On a more seasonal note, consider a key Heritage lecture delivered in December 1989. Years before Texas Gov. George W. Bush ran for president on a platform of “compassionate conservatism,” Marvin Olasky, a professor at the University of Texas at Austin, came to Heritage to give a talk titled “Reclaiming Compassion: A Christmas Meditation.” His point: It doesn’t take a welfare state or a “Great Society” to care for the poor. Americans did that all by themselves for the first 150 years of our history. According to Lee Edwards:

“In 17th century New England, for example, it was common for families to share the care of the destitute. Some would share their homes for parts of the year; others would pitch in for food costs; still others would provide clothing and medical care. Such charity demonstrated, Olasky said, ‘how thoroughly American society was impregnated with the idea of personal involvement.’”

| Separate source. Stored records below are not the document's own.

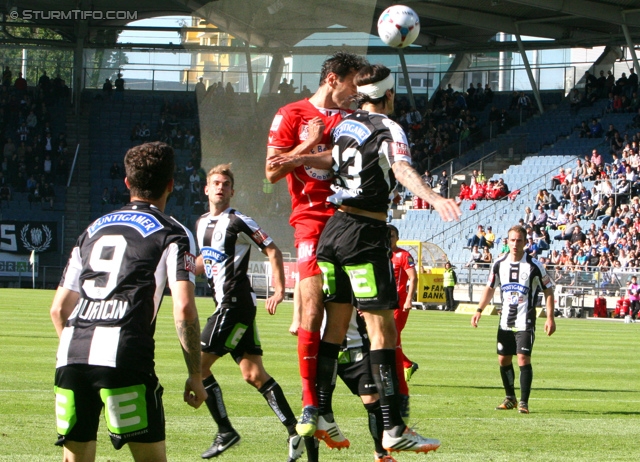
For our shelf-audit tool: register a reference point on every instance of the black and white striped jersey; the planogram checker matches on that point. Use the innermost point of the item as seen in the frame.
(120, 266)
(520, 283)
(366, 145)
(225, 245)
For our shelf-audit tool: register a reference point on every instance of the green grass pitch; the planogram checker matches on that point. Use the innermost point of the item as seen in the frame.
(584, 405)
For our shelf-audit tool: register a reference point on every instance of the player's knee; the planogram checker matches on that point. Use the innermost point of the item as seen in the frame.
(255, 378)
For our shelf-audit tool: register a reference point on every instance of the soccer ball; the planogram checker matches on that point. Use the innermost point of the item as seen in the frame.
(398, 26)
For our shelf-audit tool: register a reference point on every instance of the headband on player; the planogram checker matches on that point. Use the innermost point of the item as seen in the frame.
(378, 89)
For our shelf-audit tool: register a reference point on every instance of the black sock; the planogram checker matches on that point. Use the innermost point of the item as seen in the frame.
(383, 369)
(215, 403)
(376, 425)
(279, 404)
(526, 378)
(326, 378)
(507, 374)
(311, 444)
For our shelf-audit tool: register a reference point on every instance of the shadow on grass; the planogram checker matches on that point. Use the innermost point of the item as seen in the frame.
(477, 387)
(27, 336)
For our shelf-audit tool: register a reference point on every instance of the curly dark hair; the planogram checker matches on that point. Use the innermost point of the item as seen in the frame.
(149, 169)
(371, 73)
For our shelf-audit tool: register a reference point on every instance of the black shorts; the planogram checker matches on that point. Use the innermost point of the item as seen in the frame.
(132, 401)
(354, 256)
(354, 369)
(519, 342)
(232, 329)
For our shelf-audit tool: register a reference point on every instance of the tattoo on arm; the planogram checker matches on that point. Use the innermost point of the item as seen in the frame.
(189, 335)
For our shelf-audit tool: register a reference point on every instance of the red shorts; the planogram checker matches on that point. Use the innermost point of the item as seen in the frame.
(306, 236)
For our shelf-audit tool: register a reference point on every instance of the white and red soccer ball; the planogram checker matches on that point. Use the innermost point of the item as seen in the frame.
(398, 26)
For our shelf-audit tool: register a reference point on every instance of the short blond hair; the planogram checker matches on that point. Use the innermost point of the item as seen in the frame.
(518, 229)
(221, 169)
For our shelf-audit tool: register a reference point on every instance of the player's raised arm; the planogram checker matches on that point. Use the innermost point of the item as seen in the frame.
(406, 174)
(277, 274)
(185, 316)
(485, 298)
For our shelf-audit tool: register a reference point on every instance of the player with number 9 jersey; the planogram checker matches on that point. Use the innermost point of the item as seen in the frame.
(120, 266)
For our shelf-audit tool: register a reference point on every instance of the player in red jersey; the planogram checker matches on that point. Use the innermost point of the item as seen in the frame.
(404, 272)
(300, 128)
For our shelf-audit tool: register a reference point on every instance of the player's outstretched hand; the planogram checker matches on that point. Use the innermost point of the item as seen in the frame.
(550, 327)
(447, 208)
(280, 159)
(194, 393)
(272, 302)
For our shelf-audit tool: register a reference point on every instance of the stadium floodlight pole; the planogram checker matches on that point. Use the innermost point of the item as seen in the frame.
(631, 46)
(525, 60)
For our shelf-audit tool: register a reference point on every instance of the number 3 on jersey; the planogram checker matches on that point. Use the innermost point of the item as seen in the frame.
(106, 257)
(353, 159)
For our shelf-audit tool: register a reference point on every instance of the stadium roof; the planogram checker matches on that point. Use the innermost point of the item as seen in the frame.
(447, 26)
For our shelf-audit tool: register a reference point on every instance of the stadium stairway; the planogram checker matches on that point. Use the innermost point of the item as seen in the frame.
(77, 208)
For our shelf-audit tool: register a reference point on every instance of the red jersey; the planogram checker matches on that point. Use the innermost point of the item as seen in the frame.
(309, 187)
(402, 261)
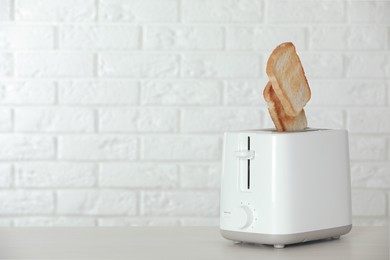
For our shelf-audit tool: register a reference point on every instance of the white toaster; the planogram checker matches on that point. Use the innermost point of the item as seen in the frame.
(285, 188)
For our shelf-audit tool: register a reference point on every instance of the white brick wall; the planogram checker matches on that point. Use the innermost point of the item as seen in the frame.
(112, 111)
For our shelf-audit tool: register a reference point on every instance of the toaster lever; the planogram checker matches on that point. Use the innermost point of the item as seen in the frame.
(245, 154)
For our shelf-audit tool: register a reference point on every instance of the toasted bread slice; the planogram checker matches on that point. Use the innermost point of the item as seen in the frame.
(282, 121)
(285, 71)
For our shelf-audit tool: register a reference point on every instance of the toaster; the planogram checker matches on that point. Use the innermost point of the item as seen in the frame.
(281, 188)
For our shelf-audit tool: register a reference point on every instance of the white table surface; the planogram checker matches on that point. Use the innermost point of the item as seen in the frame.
(178, 243)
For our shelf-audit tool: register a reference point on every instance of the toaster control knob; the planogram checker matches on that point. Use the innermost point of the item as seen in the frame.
(242, 217)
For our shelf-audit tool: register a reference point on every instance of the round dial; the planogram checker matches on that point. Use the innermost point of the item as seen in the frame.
(242, 217)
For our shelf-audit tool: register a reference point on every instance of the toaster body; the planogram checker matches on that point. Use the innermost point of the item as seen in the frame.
(284, 188)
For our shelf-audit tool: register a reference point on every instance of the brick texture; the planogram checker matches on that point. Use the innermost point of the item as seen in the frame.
(112, 112)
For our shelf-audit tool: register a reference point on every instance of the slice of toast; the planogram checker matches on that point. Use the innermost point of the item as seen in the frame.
(282, 121)
(285, 71)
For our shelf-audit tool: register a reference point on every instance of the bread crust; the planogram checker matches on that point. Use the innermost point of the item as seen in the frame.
(288, 79)
(282, 121)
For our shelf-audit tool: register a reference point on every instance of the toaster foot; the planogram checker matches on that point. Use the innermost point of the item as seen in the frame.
(279, 246)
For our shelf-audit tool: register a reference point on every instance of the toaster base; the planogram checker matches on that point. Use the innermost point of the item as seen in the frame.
(280, 240)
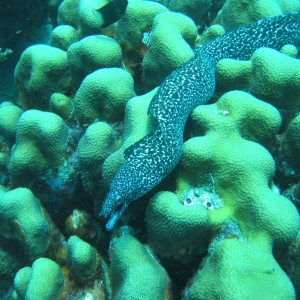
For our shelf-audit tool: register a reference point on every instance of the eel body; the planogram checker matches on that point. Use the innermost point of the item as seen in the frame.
(151, 159)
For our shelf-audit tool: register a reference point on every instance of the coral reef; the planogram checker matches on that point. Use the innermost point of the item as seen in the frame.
(211, 155)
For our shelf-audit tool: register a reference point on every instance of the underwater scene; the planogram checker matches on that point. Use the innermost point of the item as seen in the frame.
(149, 150)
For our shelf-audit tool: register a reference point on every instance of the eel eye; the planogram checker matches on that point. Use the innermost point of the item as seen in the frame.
(189, 201)
(208, 204)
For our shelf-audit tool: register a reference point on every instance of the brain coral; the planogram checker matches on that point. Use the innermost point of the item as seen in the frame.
(236, 13)
(41, 139)
(41, 71)
(269, 75)
(236, 208)
(103, 95)
(92, 53)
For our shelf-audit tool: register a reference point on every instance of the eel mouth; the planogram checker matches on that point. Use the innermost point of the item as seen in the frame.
(115, 215)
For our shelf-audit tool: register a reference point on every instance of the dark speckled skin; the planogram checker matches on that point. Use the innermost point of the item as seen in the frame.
(152, 158)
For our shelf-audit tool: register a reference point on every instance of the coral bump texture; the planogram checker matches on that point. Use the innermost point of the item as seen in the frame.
(152, 158)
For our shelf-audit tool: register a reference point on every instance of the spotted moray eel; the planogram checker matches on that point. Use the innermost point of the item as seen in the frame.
(152, 158)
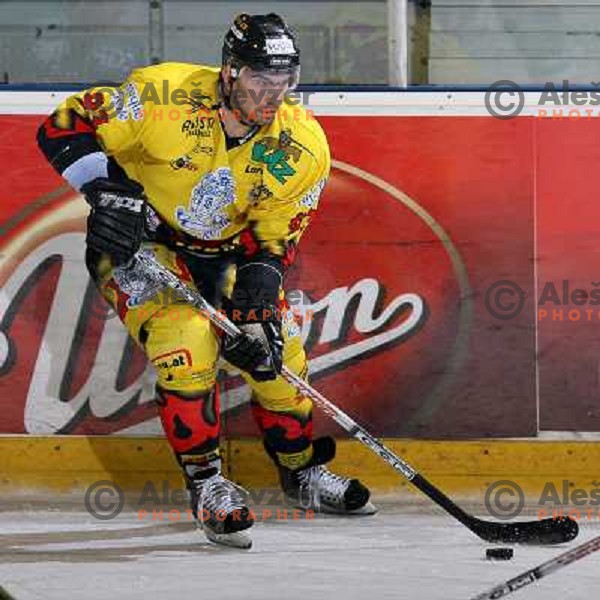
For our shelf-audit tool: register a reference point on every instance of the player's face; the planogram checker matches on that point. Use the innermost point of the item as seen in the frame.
(258, 94)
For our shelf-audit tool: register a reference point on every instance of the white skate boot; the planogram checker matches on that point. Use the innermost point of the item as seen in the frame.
(316, 488)
(220, 509)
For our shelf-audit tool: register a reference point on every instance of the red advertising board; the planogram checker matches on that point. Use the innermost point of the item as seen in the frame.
(421, 219)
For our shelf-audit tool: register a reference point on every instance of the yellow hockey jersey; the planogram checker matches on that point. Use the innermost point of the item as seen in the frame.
(162, 126)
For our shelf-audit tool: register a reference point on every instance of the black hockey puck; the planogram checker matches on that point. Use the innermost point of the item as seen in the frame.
(499, 553)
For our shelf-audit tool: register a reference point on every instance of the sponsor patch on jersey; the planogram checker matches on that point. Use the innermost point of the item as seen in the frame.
(128, 104)
(206, 217)
(311, 198)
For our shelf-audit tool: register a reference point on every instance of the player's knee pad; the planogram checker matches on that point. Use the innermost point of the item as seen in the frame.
(183, 347)
(192, 424)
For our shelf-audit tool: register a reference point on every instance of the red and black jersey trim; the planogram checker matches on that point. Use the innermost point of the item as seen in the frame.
(66, 143)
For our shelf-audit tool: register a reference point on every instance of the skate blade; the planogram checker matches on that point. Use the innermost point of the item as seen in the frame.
(237, 539)
(364, 511)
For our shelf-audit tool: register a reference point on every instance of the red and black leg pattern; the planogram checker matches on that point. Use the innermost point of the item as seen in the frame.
(192, 425)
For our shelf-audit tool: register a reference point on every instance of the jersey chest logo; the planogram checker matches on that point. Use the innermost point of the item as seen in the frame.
(205, 217)
(276, 154)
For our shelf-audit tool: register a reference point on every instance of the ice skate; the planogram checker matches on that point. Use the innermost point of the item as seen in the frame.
(316, 488)
(220, 509)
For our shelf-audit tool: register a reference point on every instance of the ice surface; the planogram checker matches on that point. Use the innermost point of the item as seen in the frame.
(59, 555)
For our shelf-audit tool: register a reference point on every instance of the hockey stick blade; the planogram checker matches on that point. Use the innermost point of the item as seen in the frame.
(539, 533)
(544, 532)
(543, 570)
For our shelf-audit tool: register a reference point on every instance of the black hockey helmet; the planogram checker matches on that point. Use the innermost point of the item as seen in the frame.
(262, 43)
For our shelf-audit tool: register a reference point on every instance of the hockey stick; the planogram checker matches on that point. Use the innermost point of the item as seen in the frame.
(562, 560)
(547, 531)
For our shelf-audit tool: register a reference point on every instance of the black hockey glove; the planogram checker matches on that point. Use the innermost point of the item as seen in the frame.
(259, 349)
(116, 221)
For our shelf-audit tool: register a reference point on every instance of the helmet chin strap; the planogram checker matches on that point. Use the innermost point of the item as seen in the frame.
(227, 100)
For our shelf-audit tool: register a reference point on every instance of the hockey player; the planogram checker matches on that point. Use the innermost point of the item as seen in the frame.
(216, 172)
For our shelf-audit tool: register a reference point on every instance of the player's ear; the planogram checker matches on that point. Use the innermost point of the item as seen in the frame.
(226, 75)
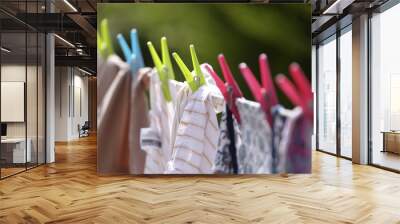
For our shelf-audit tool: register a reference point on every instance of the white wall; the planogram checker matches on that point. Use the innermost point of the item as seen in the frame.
(71, 93)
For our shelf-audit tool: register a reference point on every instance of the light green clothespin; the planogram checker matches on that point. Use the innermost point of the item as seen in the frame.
(104, 41)
(195, 80)
(164, 66)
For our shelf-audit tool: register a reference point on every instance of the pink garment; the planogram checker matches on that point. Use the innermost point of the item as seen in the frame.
(121, 112)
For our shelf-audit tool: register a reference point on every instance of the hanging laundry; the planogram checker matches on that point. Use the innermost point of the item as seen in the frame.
(115, 149)
(194, 136)
(229, 142)
(299, 149)
(156, 139)
(138, 120)
(283, 128)
(256, 157)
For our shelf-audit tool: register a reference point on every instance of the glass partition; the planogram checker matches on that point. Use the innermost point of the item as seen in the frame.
(327, 95)
(22, 91)
(385, 89)
(14, 153)
(346, 92)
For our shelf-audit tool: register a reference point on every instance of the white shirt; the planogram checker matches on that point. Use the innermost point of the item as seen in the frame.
(155, 139)
(194, 133)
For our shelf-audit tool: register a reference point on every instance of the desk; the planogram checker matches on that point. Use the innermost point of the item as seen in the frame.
(391, 141)
(13, 150)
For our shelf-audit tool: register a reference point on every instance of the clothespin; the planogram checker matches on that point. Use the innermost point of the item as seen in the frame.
(196, 78)
(300, 96)
(104, 41)
(163, 67)
(230, 90)
(132, 56)
(265, 94)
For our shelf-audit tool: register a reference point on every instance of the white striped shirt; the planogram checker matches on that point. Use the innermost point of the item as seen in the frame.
(195, 129)
(155, 139)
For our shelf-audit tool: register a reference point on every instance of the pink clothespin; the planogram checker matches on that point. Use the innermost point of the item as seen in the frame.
(230, 90)
(265, 94)
(300, 96)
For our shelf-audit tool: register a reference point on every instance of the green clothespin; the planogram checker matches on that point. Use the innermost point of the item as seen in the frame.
(164, 66)
(104, 41)
(195, 79)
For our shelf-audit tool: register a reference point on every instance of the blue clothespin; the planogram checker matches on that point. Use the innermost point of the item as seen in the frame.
(132, 56)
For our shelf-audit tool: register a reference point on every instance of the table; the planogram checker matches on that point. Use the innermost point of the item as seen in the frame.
(391, 141)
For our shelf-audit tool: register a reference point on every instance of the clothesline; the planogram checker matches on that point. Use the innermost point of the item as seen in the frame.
(180, 134)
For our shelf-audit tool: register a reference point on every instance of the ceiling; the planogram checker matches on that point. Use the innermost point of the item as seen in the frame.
(74, 22)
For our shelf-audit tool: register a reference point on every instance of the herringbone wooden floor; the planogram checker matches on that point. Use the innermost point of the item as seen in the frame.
(69, 191)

But when government gets involved, citizens tend to withdraw, and what, then, do we wind up with? A permanent underclass that depends on handouts—handouts funded not by caring friends and neighbors but by an impersonal bureaucracy. Fortunately, the welfare reform of 1996, which was fueled by Heritage research, went a long way toward reducing welfare dependence. Once again, The Heritage Foundation provided a real education for policymakers and the public.

And what of limited government, a key tenet of the conservative movement? Far too many lawmakers have forgotten that heroes such as Ronald Reagan won support by vowing to shrink government—they spend money so freely that they clearly forget where it comes from: the taxpayers. Not Heritage. That’s why, for example, we brought Rep. Mike Pence of Indiana, a former chairman of the Republican Study Committee, to speak on “Renewing Our Commitment to Limited Government”—and the importance of standing on principle, even when it’s unpopular.

Take those lawmakers who voted against the 2003 Medicare drug benefit, which made the federal government’s already shaky financial situation even worse. As Pence said, “Sometimes a small group of people can take a stand, be defeated, and still make a difference.”

I could cite hundreds of other lectures (available at http://www.heritage.org/Research/index_hl.cfm), but I think it’s clear from these examples that Heritage offers a public policy curriculum that’s second to none. In fact, it and other think tanks have come to serve a function that actual colleges used to fill—at least until the late 1960s, when academia took a hard left turn into political correctness and (as a result) irrelevance.

At Heritage, we’ve long appreciated “the power of words to change history,” as former Czech President Vaclav Havel put it. Thanks, in part, to the intellectual prowess of our speakers, we’ve been changing history for more than three decades. And as long as we provide a forum for challenging ideas, I believe, we’ll continue to do so for many more.